Re: Thread-local storage issues arose again? Firefox frequently crashes on 10.0 aarch64

2024-04-14 Thread Manuel Bouyer
On Sun, Apr 14, 2024 at 05:15:31AM +, Emmanuel Dreyfus wrote:
> On Sun, Apr 14, 2024 at 02:07:26PM +0900, PHO wrote:
> > As I mentioned in
> > http://mail-index.netbsd.org/netbsd-users/2024/04/12/msg030915.html, Firefox
> > tab processes crash very frequently on NetBSD/aarch64 10.0. Building it with
> > PKG_OPTIONS.firefox+=debug-info revealed that when it crashes it segfaults
> > at one of these two places non-deterministically:
> 
> Hello
> 
> Not sure it is related, but it could be: I get random SISEGV when 
> bulk-building NetBSD-10.0/i386 packages on NetBSD-10.0/amd64 XEN3_DOMU.

I also get theses SISEGV on bare-metal amd64 (it's a i9 with 20 cores) when
running builds with high paralelism (packages or build.sh).
And I also get these firefox crashes.

As I've not yet seens the SISEGV on Xen yet I suspected a hardware issue,
But if others are seeing it too a software bug becomes more likely

-- 
Manuel Bouyer 
 NetBSD: 26 ans d'experience feront toujours la difference
--


Re: Thread-local storage issues arose again?
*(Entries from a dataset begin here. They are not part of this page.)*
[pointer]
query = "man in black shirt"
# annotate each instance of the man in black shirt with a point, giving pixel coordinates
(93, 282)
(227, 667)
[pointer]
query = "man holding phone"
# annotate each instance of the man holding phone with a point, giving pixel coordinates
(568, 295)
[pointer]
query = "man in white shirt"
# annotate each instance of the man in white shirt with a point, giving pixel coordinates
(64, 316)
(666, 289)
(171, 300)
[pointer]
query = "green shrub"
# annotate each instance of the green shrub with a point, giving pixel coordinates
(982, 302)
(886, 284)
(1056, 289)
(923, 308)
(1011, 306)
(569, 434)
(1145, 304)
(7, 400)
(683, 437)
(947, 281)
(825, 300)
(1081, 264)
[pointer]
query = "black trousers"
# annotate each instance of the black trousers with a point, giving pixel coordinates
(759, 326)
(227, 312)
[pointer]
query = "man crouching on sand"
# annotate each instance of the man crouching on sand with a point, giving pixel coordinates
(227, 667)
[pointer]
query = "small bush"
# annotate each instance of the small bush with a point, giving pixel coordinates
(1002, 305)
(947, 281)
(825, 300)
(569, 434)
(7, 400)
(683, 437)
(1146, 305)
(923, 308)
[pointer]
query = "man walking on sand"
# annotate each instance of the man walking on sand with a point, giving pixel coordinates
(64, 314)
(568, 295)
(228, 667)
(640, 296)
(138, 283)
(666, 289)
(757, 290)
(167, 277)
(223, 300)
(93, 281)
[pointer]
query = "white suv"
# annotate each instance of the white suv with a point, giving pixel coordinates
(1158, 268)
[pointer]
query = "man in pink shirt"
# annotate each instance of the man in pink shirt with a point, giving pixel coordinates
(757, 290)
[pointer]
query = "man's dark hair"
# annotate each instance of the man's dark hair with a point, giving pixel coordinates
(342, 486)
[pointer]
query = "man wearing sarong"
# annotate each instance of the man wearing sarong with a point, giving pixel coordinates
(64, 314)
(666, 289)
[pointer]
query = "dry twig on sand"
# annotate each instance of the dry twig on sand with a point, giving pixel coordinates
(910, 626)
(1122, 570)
Firefox frequently crashes on 10.0 aarch64

2024-04-13 Thread Emmanuel Dreyfus
On Sun, Apr 14, 2024 at 02:07:26PM +0900, PHO wrote:
> As I mentioned in
> http://mail-index.netbsd.org/netbsd-users/2024/04/12/msg030915.html, Firefox
> tab processes crash very frequently on NetBSD/aarch64 10.0. Building it with
> PKG_OPTIONS.firefox+=debug-info revealed that when it crashes it segfaults
> at one of these two places non-deterministically:

Hello

Not sure it is related, but it could be: I get random SISEGV when 
bulk-building NetBSD-10.0/i386 packages on NetBSD-10.0/amd64 XEN3_DOMU.

-- 
Emmanuel Dreyfus
m...@netbsd.org


Thread-local storage issues arose again? Firefox frequently crashes on 10.0 aarch64

2024-04-13 Thread PHO

Hi,

As I mentioned in 
http://mail-index.netbsd.org/netbsd-users/2024/04/12/msg030915.html, 
Firefox tab processes crash very frequently on NetBSD/aarch64 10.0. 
Building it with PKG_OPTIONS.firefox+=debug-info revealed that when it 
crashes it segfaults at one of these two places non-deterministically:


third_party/rlbox/include/rlbox_noop_sandbox.hpp:


rlbox_noop_sandbox_thread_data* get_rlbox_noop_sandbox_thread_data();
#  define RLBOX_NOOP_SANDBOX_STATIC_VARIABLES()\
thread_local rlbox::rlbox_noop_sandbox_thread_data \
  rlbox_noop_sandbox_thread_info{ 0, 0 };  \
namespace rlbox {  \
  rlbox_noop_sandbox_thread_data* get_rlbox_noop_sandbox_thread_data() \
  {\
return _noop_sandbox_thread_info;\
  }\
}  \
static_assert(true, "Enforce semi-colon")

> ...

  template
  auto impl_invoke_with_func_ptr(T_Converted* func_ptr, T_Args&&... params)
  {
#ifdef RLBOX_EMBEDDER_PROVIDES_TLS_STATIC_VARIABLES
auto& thread_data = *get_rlbox_noop_sandbox_thread_data();
#endif
auto old_sandbox = thread_data.sandbox; // <-- CRASHES HERE!
thread_data.sandbox = this;
auto on_exit =
  detail::make_scope_exit([&] { thread_data.sandbox = old_sandbox; });
return (*func_ptr)(params...);
  }


media/libjpeg/simd/arm/aarch64/jsimd.c:


static THREAD_LOCAL unsigned int simd_support = ~0;
 JSIMD_FASTST3 | JSIMD_FASTTBL;

> ...

LOCAL(void)
init_simd(void)
{
#ifndef NO_GETENV
  char env[2] = { 0 };
#endif
#if defined(__linux__) || defined(ANDROID) || defined(__ANDROID__)
  int bufsize = 1024; /* an initial guess for the line buffer size limit */
#endif

  if (simd_support != ~0U) // <-- CRASHES HERE!
return;

  simd_support = 0;


So both of these cases involve TLS, that is, tab processes segfault 
while attempting to access thread-local variables. At run-time these 
functions reside in libxul.so, which is dlopen'ed by the main process. I 
recall there were a few issues in TLS handling in the past but 
riastradh@ fixed them before we branched 10.0, right?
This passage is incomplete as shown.